Le mieux est l’ennemi du bien. Au lieu de m’embarquer dans une discussion sur le type de régime (« semi parlementaire » etc.), pourquoi ne pas se limiter à quelques codifications urgentes. Personnellement, avec la priorité au débat national sur les choix économiques, je me contenterais aujourd’hui de deux petits amendements constitutionnels. L’un codifiant de manière précise le droit de la représentation élue d’enquêter sur les contrats de marchés publics internationaux, jugés suspects par les commissions concernées de l’APN ou du Conseil de la Nation. Et de les annuler. Le deuxième, soumettant les nominations présidentielle aux postes clefs à un droit de regard des parlementaires. On pourra dire qu’avec les parlementaires actuelles, cela n’ira pas loin... Il faut pourtant  commencer à marcher pour en finir avec la face obscure du pouvoir.

 

 

 

Nota bene.
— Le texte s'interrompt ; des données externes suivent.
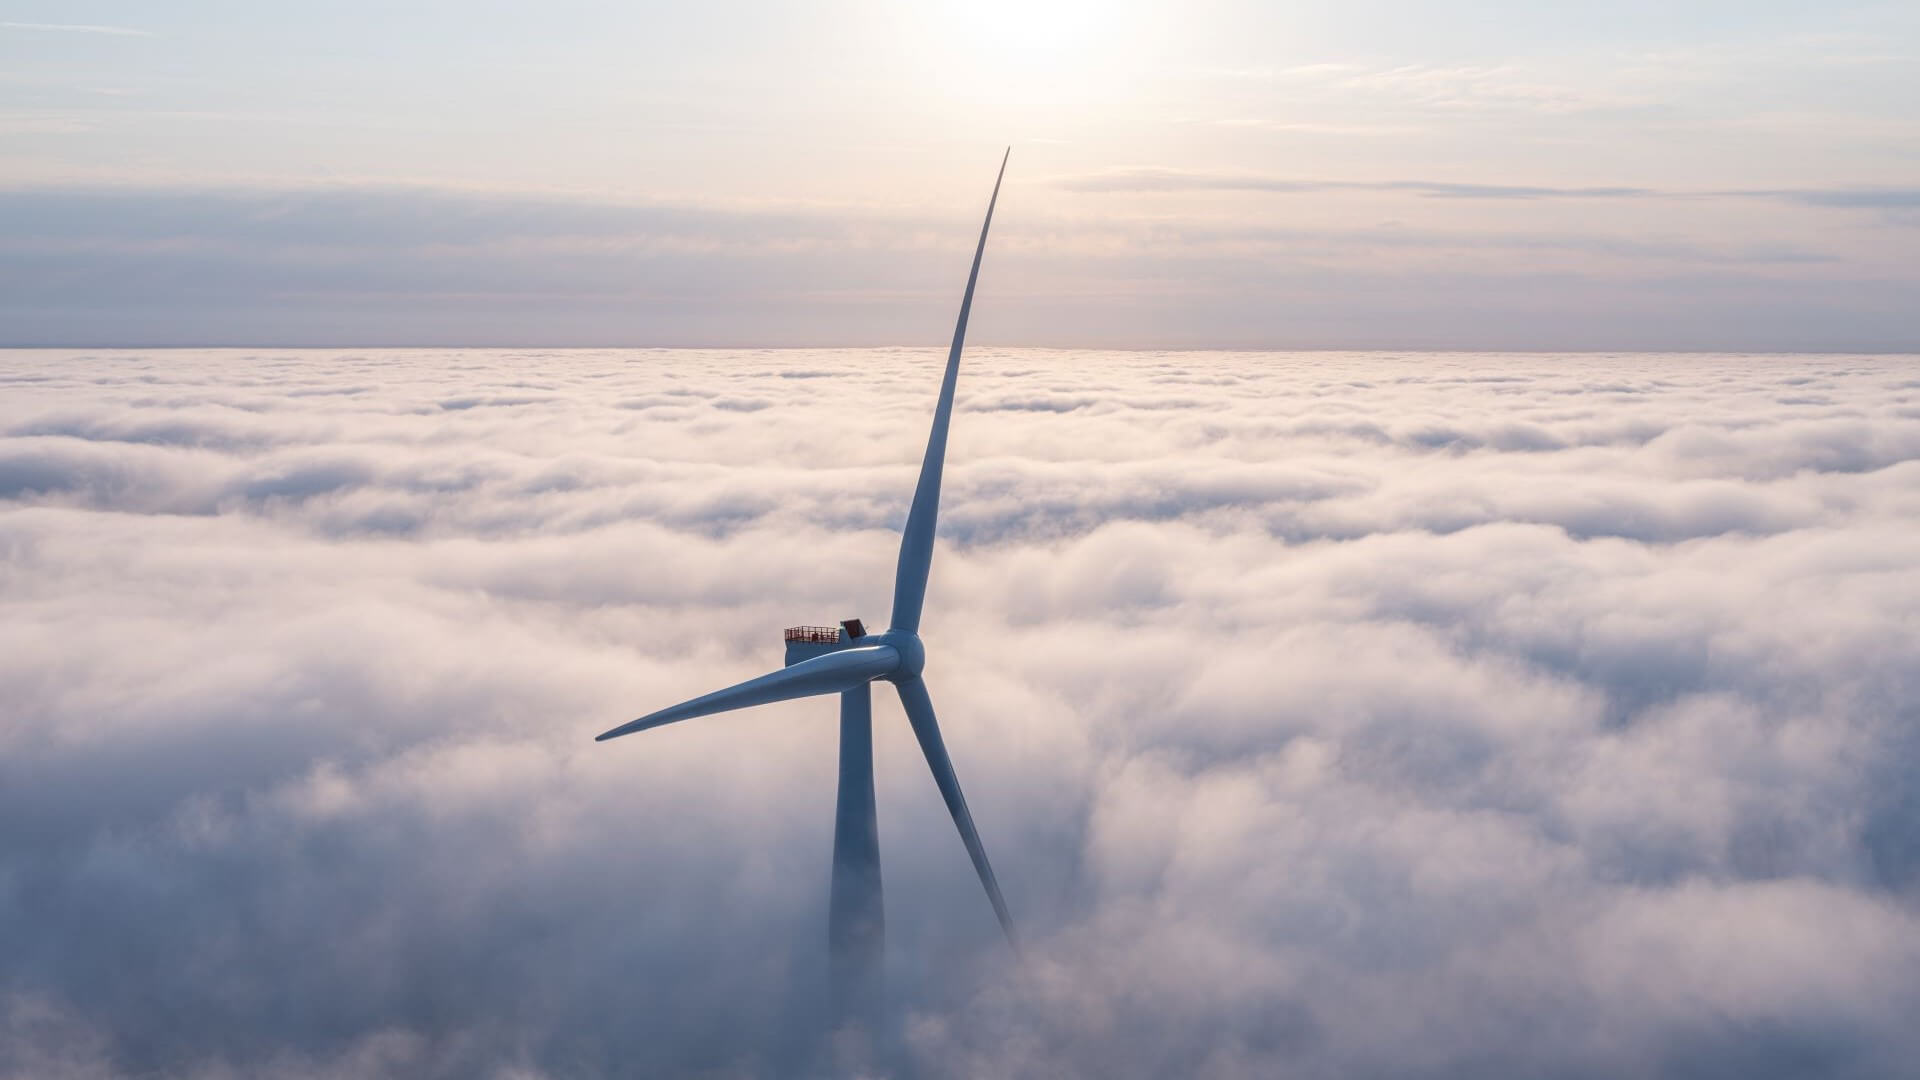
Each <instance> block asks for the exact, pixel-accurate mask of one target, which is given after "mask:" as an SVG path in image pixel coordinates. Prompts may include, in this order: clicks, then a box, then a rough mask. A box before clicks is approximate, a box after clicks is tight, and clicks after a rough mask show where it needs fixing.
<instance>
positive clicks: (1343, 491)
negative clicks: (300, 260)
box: [0, 348, 1920, 1080]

Toute "solution" politique « par le haut » des questions de pouvoir dans notre pays conduit inévitablement à reconduire le système actuel. Même lorsque cette "solution" est affublée des étiquettes les plus flatteuses : « 2ème république », « redressement », « rupture », et Cie. Le peuple algérien sera comme d’habitude le klouklou de la farce.